Now, everybody is talking about it, both at home and abroad. This is not strange, given that the entire discourse stemming from “the Erdoğan method” is to divide the voter blocs and pit them against each other.
Since the 2011 general election, the “Ihwan-isation” of Turkey under the well-articulated rhetoric of political Islam is a fact. (Ikhwan is the Arabic term for the Muslim Brotherhood.)
Usurping huge slices of power since late last year, Erdoğan feels that a no-holds-barred approach is the only path ahead. When he declared his candidacy, he began his speech with a message from God and ended with quotes from the Quran.
Thus, Arınç’s remarks might not be completely improvised.
Murat Gezici, an opinion pollster, told the German broadcaster Deutsche Welle that this was with good reason. “More than two-thirds of Turkish voters consider themselves devout Muslims,” he said. According to Gezici, Turkish women are, on average, more religious than men, “and 64 percent of AKP voters are women. … according to this criterion, Erdogan is the ideal candidate.”
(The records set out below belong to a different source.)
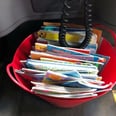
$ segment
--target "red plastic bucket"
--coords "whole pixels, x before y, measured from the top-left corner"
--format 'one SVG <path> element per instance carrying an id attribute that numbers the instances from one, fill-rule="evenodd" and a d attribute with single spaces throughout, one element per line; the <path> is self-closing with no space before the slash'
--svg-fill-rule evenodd
<path id="1" fill-rule="evenodd" d="M 22 68 L 22 65 L 20 64 L 20 60 L 27 59 L 29 52 L 32 48 L 32 45 L 34 43 L 34 38 L 32 35 L 29 35 L 18 47 L 18 49 L 15 52 L 13 61 L 7 65 L 7 73 L 11 80 L 16 83 L 18 86 L 20 86 L 25 91 L 34 94 L 31 91 L 31 85 L 30 82 L 26 79 L 22 78 L 20 75 L 15 73 L 15 69 Z M 112 86 L 109 89 L 112 89 L 113 86 L 116 84 L 116 47 L 112 47 L 112 45 L 103 38 L 102 43 L 98 49 L 99 54 L 110 56 L 110 61 L 105 66 L 105 68 L 101 72 L 101 76 L 103 77 L 103 80 L 106 83 L 112 82 Z M 60 98 L 54 98 L 54 97 L 48 97 L 45 95 L 37 95 L 38 97 L 46 100 L 47 102 L 50 102 L 58 107 L 62 108 L 71 108 L 77 105 L 80 105 L 82 103 L 88 102 L 90 100 L 96 99 L 104 94 L 106 92 L 98 93 L 98 96 L 95 97 L 89 97 L 89 98 L 77 98 L 77 99 L 60 99 Z M 35 94 L 34 94 L 35 95 Z"/>

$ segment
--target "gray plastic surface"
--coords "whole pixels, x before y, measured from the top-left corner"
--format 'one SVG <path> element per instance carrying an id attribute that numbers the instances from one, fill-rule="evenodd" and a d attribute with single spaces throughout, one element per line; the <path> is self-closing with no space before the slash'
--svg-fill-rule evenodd
<path id="1" fill-rule="evenodd" d="M 47 1 L 47 4 L 46 4 Z M 51 2 L 50 2 L 51 1 Z M 0 0 L 0 37 L 12 32 L 20 24 L 30 20 L 59 19 L 63 0 Z M 72 0 L 71 15 L 78 16 L 78 4 L 83 0 Z M 55 7 L 59 7 L 57 10 Z M 51 4 L 53 3 L 53 5 Z M 51 6 L 49 6 L 49 4 Z M 49 7 L 47 7 L 49 6 Z M 50 11 L 50 8 L 52 12 Z M 75 9 L 75 10 L 74 10 Z"/>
In a manner that should truly cause deep concern for the future of Turkey, we are now witnessing a campaign where the silent majority are kept on a leash under aggressive and divisive religious rhetoric and intense economic dependency through social aid schemes and charity.
When I visited Malatya and Elazığ provinces recently, I was repeatedly told how “neighborhood pressure” was at play in poor and lower middle class districts. “If Erdoğan goes, economy will collapse and you will lose jobs. If he is voted out, a coup will come and there will be dark times,” the conservative voters are “warned.”
However, severe “Ikhwanisation” does not progress without criticism. Recently, two key figures of the AKP raised the alarm to red. Ertuğrul Günay, a former minister of culture, thinks that Turkey is being dragged into dangerous and uncharted waters. Dengir Mir Mehmet Fırat, a conservative Kurdish co-founder of the AKP, said the party was “encouraging corruption” and resigned.
Levent Gültekin, an intellectual who worked for the AKP for many years, told the weekly Aksiyon: “I now realize that Islamism is an abusive organizational concept. I have seen that it harms most Muslims and Islam itself. Devout people are also exploited. Islamism, I now realize, is the name for dividing the Muslim societies as “less pious” and “more pious”; it is the name for all the malice done under the banner of “we are more pious than you.” It is all very obvious.”